Guillaume Lemaître did most of the organization, and at Criteo Ibrahim Abubakari was our host. We were treated like kings during the whole stay; each host welcoming us as well they could.
Financial support by France is IA: Beyond our hosts, we need to thank France is IA who fund the sprint, covering some of the lunches, accomodations, and travel expenses to bring in our contributors from abroad (3000 euros travel & accomodation, and 1000 euros for food and a venue during the week end).
Some achievements during the sprint
I would be hard to list everything that we did during the sprint (have a look at the development changelog if you’re curious). Here are some
Quantile transformer, to transform the data distribution into uniform, or Gaussian distributions (PR, example):
Memory saving by avoiding to cast to float64 if X is given as float32: we are slowly making sure that, as much as possible, all models avoid using internal representations of a dtype float64 when the data is given as float32. This reduces significantly memory usage and can give speed ups up to a factor of two.
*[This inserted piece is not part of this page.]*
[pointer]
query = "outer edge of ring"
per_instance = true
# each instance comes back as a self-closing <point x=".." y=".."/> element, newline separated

API test on instances rather than class. This is to facilitate testing packages in scikit-learn-contrib.
Many small API fixes to ensure better consistency of models, as well as cleaning the codebase, making sure that examples display well under matplotlib 2.x.
Many bug fixes, include fixing corner cases in our average precision, which was dear to me (PR).
Work soon to be merged
- ColumnTransformer (PR): from pandas dataframe to feature matrix, by applying different transformers to different columns.
- Fixing t-SNE (PR): our t-SNE implementation was extremely memory-inefficient, and on top of this had minor bugs. We are fixing it.
There is a lot more of pending work that the sprint help moved forward. You can also glance at the monthly activity report on github.
Joblib, the parallel-computing engine used by scikit-learn, is getting extended to work in distributed settings, for instance using dask distributed as a backend. At the sprint, we made progress running a grid-search on Criteo’s Hadoop cluster.